Encouraged to examine what she might have to offer as a mentor, Surtees evaluated the many skills she has developed through her experiences in performing art and as an entrepreneur. The study provided consequential insight.

“I realised that while being an entrepreneur is hard, being an entrepreneur in the arts is very hard,” she says.

“More than any other industry, the arts has arguably the most resilient, economical, creative, and open-minded individuals who consistently produce magic against all odds.

“We, more than any other industry, know that to be successful you have to have your fingers in several pies concurrently, hone a variety of skills at once and keep a number of balls in the air simultaneously.

“Quite simply, once you have worked successfully as an entrepreneur in the arts, you can master any field.”

Coincidentally, Surtees herself is a fellow of the John F Kennedy Centre of the Performing Arts in Washington.

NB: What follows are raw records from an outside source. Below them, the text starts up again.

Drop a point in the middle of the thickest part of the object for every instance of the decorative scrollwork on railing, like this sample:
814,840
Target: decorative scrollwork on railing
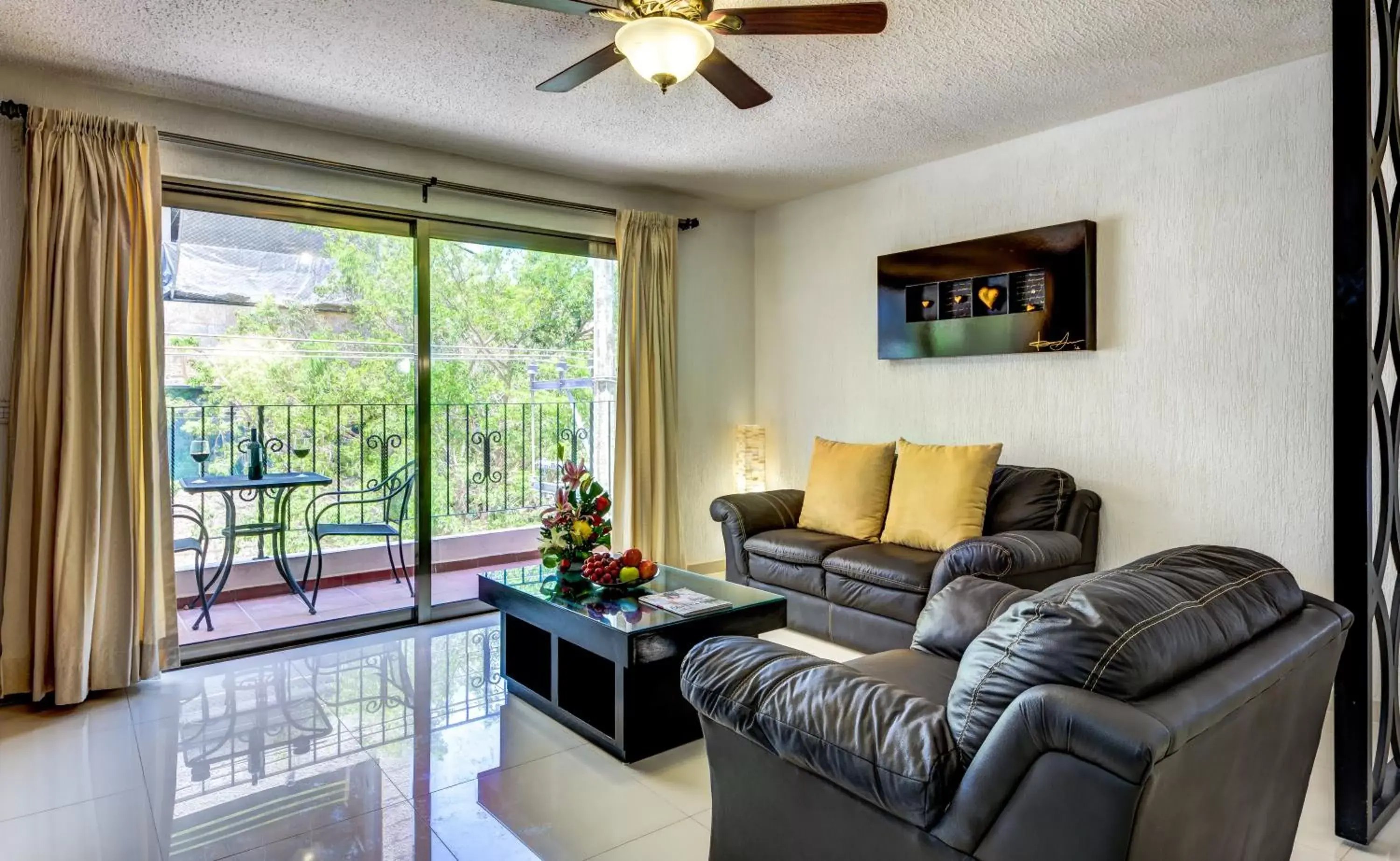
486,473
1365,358
573,436
384,444
488,643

“I realised too, that I know, first hand, the kind of impact a successful mentoring process can have on your life and on your business,” she says.

“And I also acknowledged that there are few things more fulfilling than being a part of someone’s personal growth, development and ultimate success.”

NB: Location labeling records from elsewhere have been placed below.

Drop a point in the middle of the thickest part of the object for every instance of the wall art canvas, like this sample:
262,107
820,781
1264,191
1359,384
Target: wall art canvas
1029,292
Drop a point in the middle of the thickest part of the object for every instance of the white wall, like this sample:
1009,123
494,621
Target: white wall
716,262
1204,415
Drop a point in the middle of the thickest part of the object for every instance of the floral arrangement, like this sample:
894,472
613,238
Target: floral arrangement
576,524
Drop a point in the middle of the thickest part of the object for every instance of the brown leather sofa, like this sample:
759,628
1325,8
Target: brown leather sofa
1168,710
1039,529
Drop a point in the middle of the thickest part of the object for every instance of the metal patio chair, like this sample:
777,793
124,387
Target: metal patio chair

So the stage was set for Surtees to assume the role of mentor to Stemela.

While mentor and mentee have a set of specific goals they aim to achieve during the year, Surtees says that, over and above those objectives, she would like to add to help Stemela build creativity by “igniting a passion in her to find the ‘play’ in everything she undertakes — because I believe that if there isn’t any enjoyment in what you are doing, you are doing the wrong thing”.

Art processes, says Naiman, help people develop fresh thinking through aesthetic ways of knowing, imagination, intuition, re-framing and exploring different perspectives.

They also help people learn to be comfortable with uncertainty, ambiguity and paradox. This provides a good foundation for creativity.

But Surtees hopes to expose her mentee to more than just the arts and the ways of an entrepreneur.

“I also hope to pass on anything that will enable Thembeka to avoid making mistakes where avoidable, learn from mistakes where possible and laugh at herself where appropriate,” she says.

“In addition, I hope to do some learning of my own. An important part of our everyday learning, whether centred around creativity or not, comes from the interactions we have with people, and as such, I believe I have as much to learn from Thembeka as she has to learn from me.”

Now that’s creative thinking. And, encouragingly, it does not come from a five-year-old.